Sunday, December 7, 2014

How Doctors Think


Title: How Doctors Think

Author: Jerome Groopman, M.D.

Pages: 6 discs?

Genre: Non-Fiction

Grade: B

Synopsis: Dr. Groopman describes the training that doctors receive that helps them diagnose a problem and prescribe treatment. The key is for the patient (and doctor) to keep in mind that the doctor is not infallible and that the patient sometimes needs to ensure that the doctor is considering all symptoms when making decisions.  The book also explores errors that doctors had made and the decisions that led to them.

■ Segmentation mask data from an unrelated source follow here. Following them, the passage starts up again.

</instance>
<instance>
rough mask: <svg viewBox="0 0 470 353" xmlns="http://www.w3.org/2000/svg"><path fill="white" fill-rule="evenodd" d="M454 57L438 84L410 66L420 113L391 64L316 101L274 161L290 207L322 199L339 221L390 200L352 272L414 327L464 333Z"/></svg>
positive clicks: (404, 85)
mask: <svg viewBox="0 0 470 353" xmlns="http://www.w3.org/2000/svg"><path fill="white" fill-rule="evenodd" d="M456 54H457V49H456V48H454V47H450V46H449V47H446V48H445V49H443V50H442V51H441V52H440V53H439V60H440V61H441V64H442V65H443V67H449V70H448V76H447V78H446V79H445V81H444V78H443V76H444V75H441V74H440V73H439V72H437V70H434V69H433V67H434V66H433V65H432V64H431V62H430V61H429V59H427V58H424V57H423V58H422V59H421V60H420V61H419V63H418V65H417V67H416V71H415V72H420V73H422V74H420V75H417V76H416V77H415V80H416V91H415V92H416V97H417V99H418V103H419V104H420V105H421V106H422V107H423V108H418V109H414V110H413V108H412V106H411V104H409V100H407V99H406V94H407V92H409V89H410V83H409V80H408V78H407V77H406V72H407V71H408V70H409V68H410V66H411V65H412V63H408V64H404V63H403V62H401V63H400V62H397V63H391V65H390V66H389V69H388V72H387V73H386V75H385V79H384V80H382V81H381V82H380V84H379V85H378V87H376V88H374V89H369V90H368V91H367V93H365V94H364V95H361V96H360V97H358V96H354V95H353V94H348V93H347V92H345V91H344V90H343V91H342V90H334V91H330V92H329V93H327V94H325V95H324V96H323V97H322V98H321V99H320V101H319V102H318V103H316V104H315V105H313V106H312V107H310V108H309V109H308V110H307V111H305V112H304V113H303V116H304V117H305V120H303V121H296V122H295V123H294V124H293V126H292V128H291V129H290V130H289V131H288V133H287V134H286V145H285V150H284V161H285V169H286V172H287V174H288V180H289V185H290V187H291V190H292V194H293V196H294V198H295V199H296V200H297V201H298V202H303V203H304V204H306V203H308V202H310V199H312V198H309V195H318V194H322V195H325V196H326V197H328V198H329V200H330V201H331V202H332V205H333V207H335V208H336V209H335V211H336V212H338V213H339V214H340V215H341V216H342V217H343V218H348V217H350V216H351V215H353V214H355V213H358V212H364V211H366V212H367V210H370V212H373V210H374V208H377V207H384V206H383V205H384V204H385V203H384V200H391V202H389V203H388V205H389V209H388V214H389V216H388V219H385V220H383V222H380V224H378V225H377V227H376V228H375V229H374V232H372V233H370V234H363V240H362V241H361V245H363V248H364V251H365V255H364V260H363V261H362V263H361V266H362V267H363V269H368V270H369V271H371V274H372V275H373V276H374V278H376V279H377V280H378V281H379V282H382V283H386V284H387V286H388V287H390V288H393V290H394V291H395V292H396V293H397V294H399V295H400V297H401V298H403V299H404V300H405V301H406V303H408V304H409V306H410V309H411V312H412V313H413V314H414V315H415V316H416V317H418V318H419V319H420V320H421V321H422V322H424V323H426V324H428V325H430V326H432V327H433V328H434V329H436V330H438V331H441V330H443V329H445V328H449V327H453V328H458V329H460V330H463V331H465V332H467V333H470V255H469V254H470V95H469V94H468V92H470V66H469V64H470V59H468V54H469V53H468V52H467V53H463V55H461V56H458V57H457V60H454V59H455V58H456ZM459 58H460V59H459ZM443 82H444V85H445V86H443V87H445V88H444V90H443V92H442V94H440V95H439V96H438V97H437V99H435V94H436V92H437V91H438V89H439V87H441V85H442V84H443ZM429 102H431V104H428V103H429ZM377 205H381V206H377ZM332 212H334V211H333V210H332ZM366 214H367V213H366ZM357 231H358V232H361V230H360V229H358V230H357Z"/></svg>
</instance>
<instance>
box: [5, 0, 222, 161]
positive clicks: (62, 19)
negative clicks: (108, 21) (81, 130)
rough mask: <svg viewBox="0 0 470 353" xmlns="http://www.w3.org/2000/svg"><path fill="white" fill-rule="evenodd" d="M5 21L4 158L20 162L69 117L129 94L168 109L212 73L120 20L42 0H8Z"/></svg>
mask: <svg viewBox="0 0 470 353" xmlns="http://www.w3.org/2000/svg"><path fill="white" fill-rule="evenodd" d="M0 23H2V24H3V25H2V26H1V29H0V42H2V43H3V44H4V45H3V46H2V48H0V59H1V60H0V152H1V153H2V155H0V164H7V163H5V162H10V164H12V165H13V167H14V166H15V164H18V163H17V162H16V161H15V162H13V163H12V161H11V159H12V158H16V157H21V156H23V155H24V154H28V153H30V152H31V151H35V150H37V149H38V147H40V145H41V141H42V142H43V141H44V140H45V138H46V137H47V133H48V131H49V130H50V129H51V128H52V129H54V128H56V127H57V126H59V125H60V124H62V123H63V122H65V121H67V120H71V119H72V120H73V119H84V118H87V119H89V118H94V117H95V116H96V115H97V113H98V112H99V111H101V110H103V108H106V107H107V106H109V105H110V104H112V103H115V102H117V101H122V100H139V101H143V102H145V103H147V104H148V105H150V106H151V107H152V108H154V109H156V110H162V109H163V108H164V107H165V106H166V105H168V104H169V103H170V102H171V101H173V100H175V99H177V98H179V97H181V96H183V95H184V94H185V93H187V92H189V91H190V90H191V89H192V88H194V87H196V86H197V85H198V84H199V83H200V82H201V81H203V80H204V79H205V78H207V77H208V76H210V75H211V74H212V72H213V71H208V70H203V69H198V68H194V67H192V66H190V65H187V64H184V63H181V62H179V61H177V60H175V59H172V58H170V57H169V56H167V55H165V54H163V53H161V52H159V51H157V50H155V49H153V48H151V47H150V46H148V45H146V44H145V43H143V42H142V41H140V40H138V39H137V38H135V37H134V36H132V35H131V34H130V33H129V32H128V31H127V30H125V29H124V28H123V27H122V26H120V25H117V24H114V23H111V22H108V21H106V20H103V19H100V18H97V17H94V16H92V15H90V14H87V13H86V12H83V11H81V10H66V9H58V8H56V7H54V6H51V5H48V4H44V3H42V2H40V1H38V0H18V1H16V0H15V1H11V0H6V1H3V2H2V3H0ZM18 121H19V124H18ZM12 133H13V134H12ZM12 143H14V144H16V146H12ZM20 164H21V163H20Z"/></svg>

My Review: This was a pretty interesting book.  I'm glad that it didn't come across with the feeling that doctors rarely make mistakes and that we (the patients) just need to sit back and let the doctor perform their work. On the contrary, the book stressed the importance of the patient staying involved in the treatment and decisions that are made as they may spot a mistake or be able to help head off a mis-diagnosis.

Saturday, December 6, 2014

The Fish Can Sing


Title: The Fish Can Sing

Author: Halldor Laxness

Pages: 246

Genre: Fiction (Icelandic)

Grade: B+

Synopsis: A mid-twentieth century novel from Iceland, the story is about an orphan, Alfgrimur who grows up in the home of a generous and eccentric older couple.  Alfgrimur dreams of becoming a fisherman, like his adopted grandfather, until he chances to meet Iceland's biggest celebrity, Gardar Holm, who is a world renowned opera singer and national hero.  Alfrgrimur tries to cultivate his love of singing, all the while trying to track down the famous singer.

My Review: I enjoyed the flowing prose of the book (which is indicative of a great translation).  The author, Halldor Laxness won the  Nobel Prize in Literature in 1955. I think this book was written just after.  I had a hard time tracking the book down, but once I found it, I did enjoy it.